Nelson has studied the neurological damage from child-parent separation — work that he said has often reduced him to tears.  As the children grew older, Nelson and his colleagues began finding unsettling differences in their brains.

Those separated from their parents at a young age had much less white matter, which is largely made up of fibers that transmit information throughout the brain, as well as much less gray matter, which contains the brain-cell bodies that process information and solve problems.

The activity in the children’s brains was much lower than expected. “If you think of the brain as a lightbulb,” Nelson said, “it’s as though there was a dimmer that had reduced them from a 100-watt bulb to 30 watts.”

The children, who had been separated from their parents in their first two years of life, scored significantly lower on IQ tests later in life. Their fight-or-flight response system appeared permanently broken. Stressful situations that would usually prompt physiological responses in other people — increased heart rate, sweaty palms — would provoke nothing in the children.
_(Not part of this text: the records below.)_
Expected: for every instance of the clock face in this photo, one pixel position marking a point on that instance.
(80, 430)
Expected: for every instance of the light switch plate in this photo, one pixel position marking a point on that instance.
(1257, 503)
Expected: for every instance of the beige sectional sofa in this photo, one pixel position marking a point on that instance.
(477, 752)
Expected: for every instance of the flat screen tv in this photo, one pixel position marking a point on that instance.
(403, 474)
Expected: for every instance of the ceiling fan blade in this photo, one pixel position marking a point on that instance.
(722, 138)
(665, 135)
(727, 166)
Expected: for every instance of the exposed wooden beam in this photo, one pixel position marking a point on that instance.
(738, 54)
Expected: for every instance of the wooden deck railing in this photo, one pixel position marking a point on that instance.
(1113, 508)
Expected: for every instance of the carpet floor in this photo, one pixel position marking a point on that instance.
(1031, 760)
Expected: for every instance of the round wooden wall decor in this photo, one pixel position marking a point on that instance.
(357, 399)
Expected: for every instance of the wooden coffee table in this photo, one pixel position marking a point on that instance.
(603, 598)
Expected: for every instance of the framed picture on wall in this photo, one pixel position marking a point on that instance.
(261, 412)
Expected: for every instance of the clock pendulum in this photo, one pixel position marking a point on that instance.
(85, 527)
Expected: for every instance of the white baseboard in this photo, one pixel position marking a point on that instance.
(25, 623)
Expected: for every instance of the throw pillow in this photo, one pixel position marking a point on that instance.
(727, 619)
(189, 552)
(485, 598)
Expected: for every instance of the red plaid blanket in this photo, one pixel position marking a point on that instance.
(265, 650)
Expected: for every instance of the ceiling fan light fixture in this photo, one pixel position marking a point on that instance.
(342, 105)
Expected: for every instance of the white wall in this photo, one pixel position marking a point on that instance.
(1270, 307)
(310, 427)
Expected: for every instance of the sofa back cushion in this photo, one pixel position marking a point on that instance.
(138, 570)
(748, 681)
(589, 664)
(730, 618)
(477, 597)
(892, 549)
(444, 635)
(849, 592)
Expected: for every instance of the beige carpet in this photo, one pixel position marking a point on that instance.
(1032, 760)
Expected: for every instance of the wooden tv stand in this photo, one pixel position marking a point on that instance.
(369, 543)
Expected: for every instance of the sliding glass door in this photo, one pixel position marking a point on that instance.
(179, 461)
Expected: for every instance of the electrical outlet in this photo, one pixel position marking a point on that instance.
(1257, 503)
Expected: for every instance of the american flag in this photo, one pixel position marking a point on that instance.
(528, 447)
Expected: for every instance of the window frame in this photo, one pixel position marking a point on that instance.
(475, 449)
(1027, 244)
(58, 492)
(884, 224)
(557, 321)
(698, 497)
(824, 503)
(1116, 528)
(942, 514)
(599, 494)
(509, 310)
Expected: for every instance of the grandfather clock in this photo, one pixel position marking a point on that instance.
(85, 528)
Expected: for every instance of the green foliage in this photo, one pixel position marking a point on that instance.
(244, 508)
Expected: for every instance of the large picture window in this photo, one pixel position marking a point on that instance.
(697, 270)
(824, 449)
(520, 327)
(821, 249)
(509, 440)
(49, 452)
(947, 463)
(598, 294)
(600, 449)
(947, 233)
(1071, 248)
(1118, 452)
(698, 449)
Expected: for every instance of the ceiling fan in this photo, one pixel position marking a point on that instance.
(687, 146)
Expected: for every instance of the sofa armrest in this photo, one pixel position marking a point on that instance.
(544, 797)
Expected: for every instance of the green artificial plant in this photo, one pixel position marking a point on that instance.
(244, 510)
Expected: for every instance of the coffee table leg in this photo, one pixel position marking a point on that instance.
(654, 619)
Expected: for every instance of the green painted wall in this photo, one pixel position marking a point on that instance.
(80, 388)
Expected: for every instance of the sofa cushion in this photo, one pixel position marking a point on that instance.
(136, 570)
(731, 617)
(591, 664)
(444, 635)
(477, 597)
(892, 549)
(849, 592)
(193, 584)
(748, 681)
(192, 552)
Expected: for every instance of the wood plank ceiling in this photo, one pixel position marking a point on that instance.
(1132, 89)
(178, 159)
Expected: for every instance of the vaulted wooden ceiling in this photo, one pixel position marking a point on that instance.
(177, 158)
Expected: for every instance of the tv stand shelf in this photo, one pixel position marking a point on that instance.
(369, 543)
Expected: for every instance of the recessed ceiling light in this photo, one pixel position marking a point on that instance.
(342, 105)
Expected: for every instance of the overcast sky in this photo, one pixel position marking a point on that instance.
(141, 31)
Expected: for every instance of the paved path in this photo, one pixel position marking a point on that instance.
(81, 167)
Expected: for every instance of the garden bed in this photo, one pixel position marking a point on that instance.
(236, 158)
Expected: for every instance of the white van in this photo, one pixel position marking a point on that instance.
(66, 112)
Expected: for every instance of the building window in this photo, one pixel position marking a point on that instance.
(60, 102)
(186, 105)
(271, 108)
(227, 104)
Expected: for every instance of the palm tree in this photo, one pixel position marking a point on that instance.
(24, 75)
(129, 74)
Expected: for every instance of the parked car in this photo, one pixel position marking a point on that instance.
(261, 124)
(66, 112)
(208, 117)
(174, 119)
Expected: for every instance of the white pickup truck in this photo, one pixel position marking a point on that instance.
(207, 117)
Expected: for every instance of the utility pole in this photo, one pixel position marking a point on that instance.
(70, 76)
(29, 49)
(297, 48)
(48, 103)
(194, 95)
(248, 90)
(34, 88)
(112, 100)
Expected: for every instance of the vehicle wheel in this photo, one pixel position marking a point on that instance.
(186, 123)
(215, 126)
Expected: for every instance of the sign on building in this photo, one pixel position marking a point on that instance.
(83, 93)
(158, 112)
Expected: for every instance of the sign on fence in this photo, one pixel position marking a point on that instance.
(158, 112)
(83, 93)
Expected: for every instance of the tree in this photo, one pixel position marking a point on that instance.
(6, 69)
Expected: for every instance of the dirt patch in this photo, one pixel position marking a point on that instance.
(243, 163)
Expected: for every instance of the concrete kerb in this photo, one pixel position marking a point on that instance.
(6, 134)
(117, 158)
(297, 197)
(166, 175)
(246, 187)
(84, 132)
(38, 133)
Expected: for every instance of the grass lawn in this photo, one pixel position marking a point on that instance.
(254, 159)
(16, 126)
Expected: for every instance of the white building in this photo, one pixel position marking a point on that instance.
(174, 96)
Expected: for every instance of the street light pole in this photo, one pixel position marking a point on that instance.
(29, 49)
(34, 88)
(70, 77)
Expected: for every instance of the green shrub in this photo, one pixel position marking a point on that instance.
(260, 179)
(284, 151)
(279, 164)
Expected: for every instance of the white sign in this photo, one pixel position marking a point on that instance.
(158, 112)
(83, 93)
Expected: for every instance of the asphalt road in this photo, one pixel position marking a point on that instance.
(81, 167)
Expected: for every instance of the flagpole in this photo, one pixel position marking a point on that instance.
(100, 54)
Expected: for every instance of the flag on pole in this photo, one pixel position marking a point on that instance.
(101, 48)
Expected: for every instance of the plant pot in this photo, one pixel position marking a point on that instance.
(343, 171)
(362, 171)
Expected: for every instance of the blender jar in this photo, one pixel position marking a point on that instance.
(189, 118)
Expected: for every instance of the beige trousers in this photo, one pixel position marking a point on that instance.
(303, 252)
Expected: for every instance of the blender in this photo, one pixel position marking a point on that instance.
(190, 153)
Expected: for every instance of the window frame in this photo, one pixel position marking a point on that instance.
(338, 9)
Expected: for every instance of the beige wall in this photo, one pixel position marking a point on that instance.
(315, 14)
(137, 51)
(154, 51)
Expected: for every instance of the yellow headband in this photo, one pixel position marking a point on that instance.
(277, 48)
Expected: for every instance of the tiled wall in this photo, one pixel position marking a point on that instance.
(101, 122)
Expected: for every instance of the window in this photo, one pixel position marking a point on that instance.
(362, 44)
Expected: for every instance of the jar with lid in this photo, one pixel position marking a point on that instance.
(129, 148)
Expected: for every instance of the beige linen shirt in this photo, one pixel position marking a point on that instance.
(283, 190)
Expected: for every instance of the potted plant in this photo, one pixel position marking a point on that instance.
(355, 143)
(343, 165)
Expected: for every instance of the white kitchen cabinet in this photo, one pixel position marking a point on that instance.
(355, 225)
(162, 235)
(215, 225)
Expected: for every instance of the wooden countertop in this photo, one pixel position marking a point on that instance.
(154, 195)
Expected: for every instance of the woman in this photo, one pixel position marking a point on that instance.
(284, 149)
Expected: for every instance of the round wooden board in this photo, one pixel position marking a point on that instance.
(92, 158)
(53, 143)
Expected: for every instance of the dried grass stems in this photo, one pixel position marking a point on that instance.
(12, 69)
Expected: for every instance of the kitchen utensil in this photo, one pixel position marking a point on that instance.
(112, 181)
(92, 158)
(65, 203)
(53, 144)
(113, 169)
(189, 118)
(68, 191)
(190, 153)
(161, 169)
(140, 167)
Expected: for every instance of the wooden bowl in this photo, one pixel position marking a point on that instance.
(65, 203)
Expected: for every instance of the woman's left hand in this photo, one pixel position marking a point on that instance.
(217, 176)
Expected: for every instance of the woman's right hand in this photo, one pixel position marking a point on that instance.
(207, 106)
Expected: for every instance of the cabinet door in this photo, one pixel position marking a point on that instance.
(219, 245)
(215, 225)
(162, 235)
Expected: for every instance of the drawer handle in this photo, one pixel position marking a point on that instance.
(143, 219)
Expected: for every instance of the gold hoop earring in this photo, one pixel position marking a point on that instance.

What alarmed the researchers most was the duration of the damage. Unlike other parts of the body, most cells in the brain cannot renew or repair themselves.  The reason child-parent separation has such devastating effects is because it attacks one of the most fundamental and critical bonds in human biology.  From the time they are born, children emotionally attach to their mother.  If separated from her, a caregiver can mitigate some of that damage but not all of it.

“Our bodies secrete hormones like oxytocin on contact that reinforces the bond, to help us attach and connect,” Lisa Fortuna, medical director for child and adolescent psychiatry at Boston Medical Center said.  A child’s sense of what safety means depends on that relationship. And without it, the parts of the brain that deal with attachment and fear — the amygdala and hippocampus — develop differently.

The reason such children often develop PTSD later in life is that those neurons start firing irregularly, Fortuna said. “The part of their brain that sorts things into safe or dangerous does not work like it’s supposed to. Things that are not threatening seem threatening,” she said.